While the simultaneous occurrence of high blood pressure and proteinuria after the twentieth week of pregnancy remain the best indicator of pre-eclampsia, some women often do not present these or other symptoms or feelings of illness until the condition becomes severe. Other symptoms include swelling, sudden weight gain, nausea, vomiting, abdominal, shoulder, and lower back pain, headaches, and vision changes. All of these symptoms however are often associated with normal pregnancy, thereby complicating timely diagnosis of pre-eclampsia. Because causes are unknown and indicators before 20 weeks gestation are lacking, once diagnosed, the only treatment for pre-eclampsia is hospitalization for blood pressure monitoring and regular urine sampling, and the only means of completely alleviating pre-eclampsia is Caesarean section or induction of labor (and therefore delivery of the placenta), often pre-term.
Thus, there is a need for convenient, reliable, early detection of or ruling out pre-eclampsia to prevent unnecessary hospitalization of pregnant women who may have high blood pressure and/or proteinuria, but are not likely to develop pre-eclampsia.

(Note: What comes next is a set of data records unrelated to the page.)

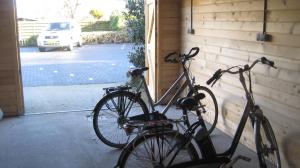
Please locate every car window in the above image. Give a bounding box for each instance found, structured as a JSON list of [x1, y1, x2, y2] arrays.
[[47, 22, 70, 31]]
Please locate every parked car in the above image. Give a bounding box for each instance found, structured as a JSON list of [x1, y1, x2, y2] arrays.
[[37, 20, 82, 52]]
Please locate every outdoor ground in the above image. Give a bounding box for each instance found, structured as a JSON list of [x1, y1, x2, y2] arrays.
[[20, 44, 132, 114], [20, 44, 132, 87]]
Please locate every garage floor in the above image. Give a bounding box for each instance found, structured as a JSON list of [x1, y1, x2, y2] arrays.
[[0, 109, 257, 168]]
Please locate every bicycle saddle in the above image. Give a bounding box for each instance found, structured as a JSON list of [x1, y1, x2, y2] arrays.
[[176, 93, 205, 110], [128, 67, 149, 76]]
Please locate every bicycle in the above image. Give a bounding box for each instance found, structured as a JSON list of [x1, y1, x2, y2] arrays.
[[116, 57, 281, 168], [93, 47, 218, 148]]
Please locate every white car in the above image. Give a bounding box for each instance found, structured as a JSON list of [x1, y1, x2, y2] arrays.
[[37, 20, 82, 52]]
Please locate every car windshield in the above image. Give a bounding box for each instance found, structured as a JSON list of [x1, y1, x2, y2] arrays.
[[47, 22, 70, 31]]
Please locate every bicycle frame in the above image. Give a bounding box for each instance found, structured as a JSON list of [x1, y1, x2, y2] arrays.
[[169, 67, 262, 167], [137, 64, 194, 114]]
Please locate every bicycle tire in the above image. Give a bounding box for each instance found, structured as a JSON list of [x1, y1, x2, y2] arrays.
[[118, 131, 199, 168], [93, 91, 149, 148], [255, 116, 281, 168], [187, 86, 219, 134]]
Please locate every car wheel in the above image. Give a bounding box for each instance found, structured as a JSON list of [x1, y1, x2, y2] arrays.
[[67, 44, 73, 51], [39, 47, 46, 52]]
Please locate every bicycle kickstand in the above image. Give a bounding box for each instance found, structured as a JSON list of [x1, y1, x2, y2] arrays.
[[220, 155, 251, 168]]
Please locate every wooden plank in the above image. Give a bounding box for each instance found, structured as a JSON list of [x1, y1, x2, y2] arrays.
[[194, 1, 263, 13]]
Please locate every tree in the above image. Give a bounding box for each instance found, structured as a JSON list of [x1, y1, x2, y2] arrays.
[[123, 0, 145, 67], [90, 9, 103, 20], [64, 0, 81, 19]]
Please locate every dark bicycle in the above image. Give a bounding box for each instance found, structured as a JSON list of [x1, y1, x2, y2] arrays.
[[93, 47, 218, 148], [117, 57, 281, 168]]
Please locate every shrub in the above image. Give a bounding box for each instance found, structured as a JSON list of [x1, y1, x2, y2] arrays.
[[109, 12, 122, 31], [81, 21, 110, 32], [123, 0, 145, 67], [82, 30, 130, 44], [90, 9, 103, 20]]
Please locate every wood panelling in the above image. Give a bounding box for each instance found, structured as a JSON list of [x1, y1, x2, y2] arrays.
[[0, 0, 23, 116], [181, 0, 300, 167], [157, 0, 181, 97]]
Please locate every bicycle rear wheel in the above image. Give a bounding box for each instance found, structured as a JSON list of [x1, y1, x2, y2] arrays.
[[118, 131, 198, 168], [93, 91, 148, 148], [188, 86, 219, 134], [255, 117, 281, 168]]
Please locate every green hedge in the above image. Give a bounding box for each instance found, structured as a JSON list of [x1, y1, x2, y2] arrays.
[[81, 21, 111, 32], [82, 30, 130, 44]]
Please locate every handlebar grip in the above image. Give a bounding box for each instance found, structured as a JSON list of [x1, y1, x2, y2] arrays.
[[186, 47, 200, 59], [206, 69, 222, 85], [261, 57, 274, 67], [165, 52, 177, 63]]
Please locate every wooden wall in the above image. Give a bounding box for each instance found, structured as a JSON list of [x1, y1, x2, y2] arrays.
[[0, 0, 23, 116], [181, 0, 300, 167], [157, 0, 181, 97]]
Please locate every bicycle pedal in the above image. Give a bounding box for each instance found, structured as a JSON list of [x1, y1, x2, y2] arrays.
[[220, 155, 251, 168], [239, 155, 251, 162]]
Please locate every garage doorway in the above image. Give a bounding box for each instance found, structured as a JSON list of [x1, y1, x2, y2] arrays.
[[16, 0, 138, 114]]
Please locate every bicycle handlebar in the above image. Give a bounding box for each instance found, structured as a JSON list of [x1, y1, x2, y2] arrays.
[[164, 47, 200, 63], [206, 57, 277, 86]]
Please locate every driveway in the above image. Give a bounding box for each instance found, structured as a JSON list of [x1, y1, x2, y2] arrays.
[[20, 44, 132, 87]]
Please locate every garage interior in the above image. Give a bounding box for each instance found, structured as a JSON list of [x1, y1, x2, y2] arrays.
[[0, 0, 300, 167]]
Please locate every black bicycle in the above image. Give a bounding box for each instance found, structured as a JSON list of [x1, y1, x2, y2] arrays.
[[93, 47, 218, 148], [116, 57, 281, 168]]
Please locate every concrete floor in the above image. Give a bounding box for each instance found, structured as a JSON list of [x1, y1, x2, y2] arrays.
[[23, 83, 122, 115], [0, 107, 258, 168]]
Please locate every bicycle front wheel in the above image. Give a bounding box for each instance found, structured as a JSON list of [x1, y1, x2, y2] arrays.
[[118, 131, 198, 168], [93, 91, 148, 148], [255, 117, 281, 168], [188, 86, 219, 134]]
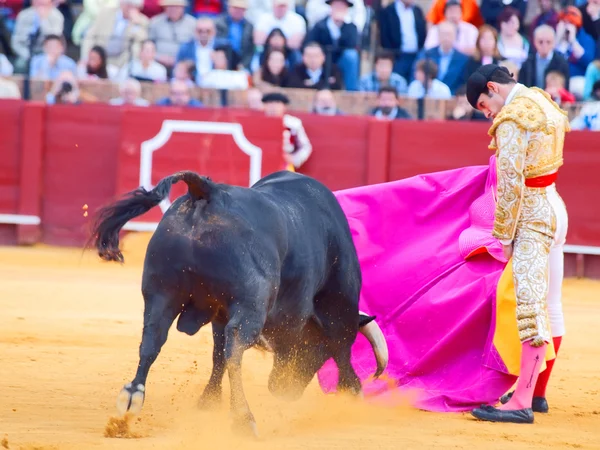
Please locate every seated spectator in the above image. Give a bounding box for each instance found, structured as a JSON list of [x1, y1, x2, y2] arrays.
[[289, 42, 342, 89], [406, 59, 450, 100], [29, 34, 77, 80], [245, 0, 296, 27], [148, 0, 196, 71], [463, 25, 501, 83], [0, 74, 21, 100], [71, 0, 119, 47], [379, 0, 427, 82], [360, 50, 408, 94], [200, 48, 249, 91], [529, 0, 559, 41], [156, 80, 204, 108], [0, 53, 14, 77], [312, 89, 342, 116], [306, 0, 359, 91], [425, 0, 479, 56], [578, 0, 600, 42], [583, 59, 600, 101], [46, 70, 81, 105], [108, 78, 150, 106], [427, 0, 484, 28], [254, 49, 290, 87], [177, 17, 228, 84], [306, 0, 367, 34], [571, 99, 600, 131], [11, 0, 65, 73], [191, 0, 224, 19], [556, 6, 596, 77], [262, 92, 312, 170], [172, 59, 196, 88], [370, 86, 412, 120], [119, 40, 167, 82], [498, 59, 520, 82], [81, 0, 149, 69], [519, 25, 569, 89], [544, 71, 576, 105], [215, 0, 254, 70], [591, 81, 600, 102], [246, 88, 263, 111], [498, 6, 530, 68], [418, 22, 469, 92], [479, 0, 531, 31], [77, 45, 119, 80], [250, 28, 301, 73], [449, 85, 488, 121], [254, 0, 306, 50]]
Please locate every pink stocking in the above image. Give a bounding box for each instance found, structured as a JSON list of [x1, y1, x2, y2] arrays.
[[498, 341, 547, 410]]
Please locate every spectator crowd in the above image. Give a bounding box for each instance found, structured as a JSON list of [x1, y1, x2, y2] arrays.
[[0, 0, 600, 130]]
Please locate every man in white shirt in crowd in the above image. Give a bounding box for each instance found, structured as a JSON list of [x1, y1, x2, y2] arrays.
[[262, 92, 312, 171], [424, 0, 479, 56], [119, 40, 167, 82], [254, 0, 306, 50], [148, 0, 196, 70]]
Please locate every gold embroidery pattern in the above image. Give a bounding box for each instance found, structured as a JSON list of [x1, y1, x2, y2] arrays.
[[492, 121, 527, 240], [512, 188, 556, 346]]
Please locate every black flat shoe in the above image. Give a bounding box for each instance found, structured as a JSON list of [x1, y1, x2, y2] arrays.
[[471, 405, 533, 423], [500, 391, 550, 414]]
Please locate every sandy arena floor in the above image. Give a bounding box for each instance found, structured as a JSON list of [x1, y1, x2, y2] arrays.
[[0, 235, 600, 450]]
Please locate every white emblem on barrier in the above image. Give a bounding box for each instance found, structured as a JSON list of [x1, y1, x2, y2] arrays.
[[123, 120, 262, 231]]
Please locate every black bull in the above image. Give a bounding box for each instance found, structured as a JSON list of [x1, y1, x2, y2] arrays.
[[92, 171, 388, 433]]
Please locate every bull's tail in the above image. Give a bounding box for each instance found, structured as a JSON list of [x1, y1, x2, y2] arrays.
[[88, 171, 213, 262]]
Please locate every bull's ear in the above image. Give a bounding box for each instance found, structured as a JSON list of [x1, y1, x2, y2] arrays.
[[358, 313, 377, 328]]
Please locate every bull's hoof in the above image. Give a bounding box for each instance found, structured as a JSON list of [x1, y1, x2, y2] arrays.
[[198, 387, 221, 410], [117, 383, 146, 415], [231, 412, 259, 439]]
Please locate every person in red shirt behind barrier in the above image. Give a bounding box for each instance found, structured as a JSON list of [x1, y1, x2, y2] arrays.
[[262, 92, 312, 171]]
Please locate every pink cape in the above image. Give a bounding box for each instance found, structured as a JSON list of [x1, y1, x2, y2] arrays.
[[318, 157, 515, 411]]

Assessment of Factor B cleavage products in urine, plasma or serum can indicate the extent of alternative pathway activation occurring at the time of sample collection. In particular, cleavage product Ba can serve as an indicator of alternative complement pathway activation in pre-eclampsia. A highly specific antibody, having a high negative predictive value, would mean that a negative result (with no fragment Ba detected in a pregnant woman w ho may or may not be symptomatic or at risk of pre-eclampsia) was very reliable. Such an assay employing a specific antibody to measure the presence or absence of the Ba fragment in urine, less invasive than measurement of complement activation fragment levels in blood, plasma or serum, would provide a valuable means of ruling out pre-eclampsia at an early stage of pregnancy.